The true cost was the opportunity cost, as in what the Nets could have done had they headed into the season with approximately $16.5 million in salary cap space. Such flexibility could have been used by Brooklyn to accumulate assets such as other young players and/or draft picks.
That figure is now closer to $3.5 million, assuming Brooklyn eventually renounces free agent guard Randy Foye, who has no place here after general manager Sean Marks’ whirlwind summer.
In addition to Crabbe, the other new Nets who will surely get heavy minutes include D’Angelo Russell and Timofey Mozgov from the earlier Brook Lopez trade to the Lakers and DeMarre Carroll from Toronto’s salary dump two weeks ago.
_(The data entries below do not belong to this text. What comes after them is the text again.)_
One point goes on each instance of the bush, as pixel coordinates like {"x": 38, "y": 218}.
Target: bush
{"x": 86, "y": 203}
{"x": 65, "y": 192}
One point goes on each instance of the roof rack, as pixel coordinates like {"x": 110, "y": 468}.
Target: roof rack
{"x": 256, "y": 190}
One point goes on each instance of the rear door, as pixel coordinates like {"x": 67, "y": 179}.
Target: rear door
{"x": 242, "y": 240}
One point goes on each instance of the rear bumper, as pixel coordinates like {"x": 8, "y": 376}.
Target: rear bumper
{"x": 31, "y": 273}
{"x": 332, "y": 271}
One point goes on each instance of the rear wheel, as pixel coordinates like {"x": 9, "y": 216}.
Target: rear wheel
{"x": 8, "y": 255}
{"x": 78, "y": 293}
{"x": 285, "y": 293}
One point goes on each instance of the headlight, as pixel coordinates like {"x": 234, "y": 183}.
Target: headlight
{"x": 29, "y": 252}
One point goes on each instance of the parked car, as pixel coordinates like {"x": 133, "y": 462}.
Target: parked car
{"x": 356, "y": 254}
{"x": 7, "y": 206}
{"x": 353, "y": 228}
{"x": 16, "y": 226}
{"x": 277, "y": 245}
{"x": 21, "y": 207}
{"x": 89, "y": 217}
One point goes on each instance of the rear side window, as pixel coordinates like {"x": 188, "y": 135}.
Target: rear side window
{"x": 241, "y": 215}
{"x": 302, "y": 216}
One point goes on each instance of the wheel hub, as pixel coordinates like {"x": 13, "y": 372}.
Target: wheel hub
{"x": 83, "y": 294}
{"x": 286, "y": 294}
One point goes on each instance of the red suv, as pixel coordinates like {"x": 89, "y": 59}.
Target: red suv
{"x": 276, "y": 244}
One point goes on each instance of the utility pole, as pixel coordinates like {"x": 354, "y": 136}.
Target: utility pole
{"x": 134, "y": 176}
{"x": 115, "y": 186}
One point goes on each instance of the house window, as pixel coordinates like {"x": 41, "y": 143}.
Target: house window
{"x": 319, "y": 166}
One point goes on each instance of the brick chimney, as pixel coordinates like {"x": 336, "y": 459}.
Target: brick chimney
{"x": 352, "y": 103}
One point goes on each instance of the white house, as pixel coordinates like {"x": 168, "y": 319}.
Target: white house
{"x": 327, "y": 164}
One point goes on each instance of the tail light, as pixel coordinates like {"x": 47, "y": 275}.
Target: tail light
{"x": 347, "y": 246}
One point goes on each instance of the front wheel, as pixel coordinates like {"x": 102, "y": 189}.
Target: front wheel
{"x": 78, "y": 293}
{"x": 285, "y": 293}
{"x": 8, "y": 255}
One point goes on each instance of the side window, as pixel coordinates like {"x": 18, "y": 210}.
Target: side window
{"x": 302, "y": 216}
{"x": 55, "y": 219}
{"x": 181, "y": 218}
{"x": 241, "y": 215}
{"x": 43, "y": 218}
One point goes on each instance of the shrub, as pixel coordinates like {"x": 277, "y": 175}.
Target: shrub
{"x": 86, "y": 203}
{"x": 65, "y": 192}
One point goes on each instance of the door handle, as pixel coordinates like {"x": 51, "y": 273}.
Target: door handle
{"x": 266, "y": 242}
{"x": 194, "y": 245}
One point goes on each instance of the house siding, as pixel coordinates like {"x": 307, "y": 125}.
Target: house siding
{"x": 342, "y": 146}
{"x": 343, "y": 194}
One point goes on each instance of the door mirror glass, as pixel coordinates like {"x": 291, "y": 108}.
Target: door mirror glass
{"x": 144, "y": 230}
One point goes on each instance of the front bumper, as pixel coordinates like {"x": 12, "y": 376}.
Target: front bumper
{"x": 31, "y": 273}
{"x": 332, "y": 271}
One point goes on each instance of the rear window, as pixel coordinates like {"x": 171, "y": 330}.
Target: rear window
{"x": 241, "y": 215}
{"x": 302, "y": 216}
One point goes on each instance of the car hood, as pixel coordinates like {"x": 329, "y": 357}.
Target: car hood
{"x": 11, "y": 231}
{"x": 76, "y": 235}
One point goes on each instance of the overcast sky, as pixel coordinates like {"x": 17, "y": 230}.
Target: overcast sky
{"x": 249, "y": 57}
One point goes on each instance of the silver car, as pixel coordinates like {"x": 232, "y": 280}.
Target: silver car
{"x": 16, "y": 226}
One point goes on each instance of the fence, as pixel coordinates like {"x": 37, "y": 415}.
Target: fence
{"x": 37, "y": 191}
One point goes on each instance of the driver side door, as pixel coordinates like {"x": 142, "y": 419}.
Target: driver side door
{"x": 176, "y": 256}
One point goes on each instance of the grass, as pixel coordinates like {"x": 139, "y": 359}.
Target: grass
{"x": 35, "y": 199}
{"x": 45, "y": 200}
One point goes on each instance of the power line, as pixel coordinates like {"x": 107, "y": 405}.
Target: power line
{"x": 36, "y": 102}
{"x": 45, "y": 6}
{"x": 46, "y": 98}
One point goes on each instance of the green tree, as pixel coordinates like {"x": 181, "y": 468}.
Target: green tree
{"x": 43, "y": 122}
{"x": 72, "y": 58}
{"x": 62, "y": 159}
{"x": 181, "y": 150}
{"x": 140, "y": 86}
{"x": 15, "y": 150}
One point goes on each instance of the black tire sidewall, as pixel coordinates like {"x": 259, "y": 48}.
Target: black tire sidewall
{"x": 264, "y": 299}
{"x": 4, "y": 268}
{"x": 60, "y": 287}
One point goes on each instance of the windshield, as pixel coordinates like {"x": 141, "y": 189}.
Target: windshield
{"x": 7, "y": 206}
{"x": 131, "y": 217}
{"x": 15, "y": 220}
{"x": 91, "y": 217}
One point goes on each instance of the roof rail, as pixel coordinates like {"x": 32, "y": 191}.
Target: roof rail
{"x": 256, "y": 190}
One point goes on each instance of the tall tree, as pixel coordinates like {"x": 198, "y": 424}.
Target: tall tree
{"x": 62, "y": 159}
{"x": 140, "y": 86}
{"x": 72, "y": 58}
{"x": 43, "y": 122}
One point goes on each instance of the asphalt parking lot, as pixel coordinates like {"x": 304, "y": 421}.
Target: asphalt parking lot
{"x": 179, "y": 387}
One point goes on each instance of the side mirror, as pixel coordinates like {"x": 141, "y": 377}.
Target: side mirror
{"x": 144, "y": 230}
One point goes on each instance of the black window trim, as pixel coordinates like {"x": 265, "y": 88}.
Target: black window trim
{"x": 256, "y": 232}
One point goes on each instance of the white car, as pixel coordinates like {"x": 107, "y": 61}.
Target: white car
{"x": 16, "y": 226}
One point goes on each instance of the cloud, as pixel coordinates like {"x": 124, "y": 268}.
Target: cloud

Marks drew raves from most experts for this deal for turning such rotten fruit as Nicholson into Crabbe, a player he went after hard a year ago in restricted free agency. Marks’ over-the-top, four-year, $75 million offer sheet was matched by the Blazers, which somewhat ironically put them in such dire straits cap-wise that they had to go back to Marks one year later (by league rule) looking to shed payroll.
Once Crabbe waived his 15 percent trade kicker, it was done. The Nets received a player they obviously coveted, because they were one of very few teams that could. When you take into account what Nicholson, who arrived with a first-round pick attached (used by Marks to select center Jarrett Allen) in a February exchange that sent Bojan Bogdanovic and Chris McCullough to Washington, was supposed to earn in the next three seasons, the hit to the Nets’ cap is about a third less than if Portland never matched in the first place.
On the other hand, Kevin Pelton of ESPN.com gave the Nets a D-plus grade for the move. It was based on the onerous nature of Crabbe’s contract, which will run through the 2019-20 season at an aggregate cap hit of $56.3 million, versus the player’s limited skill set.
The Nets, Pelton suggests, should have retained their cap flexibility to use on players of superior value, either through trades or next summer’s free agency, when cap space around the league will be even tighter. Brooklyn is still far away from competing for anything significant. He thinks Marks erred by going out so long on a player of Crabbe’s caliber.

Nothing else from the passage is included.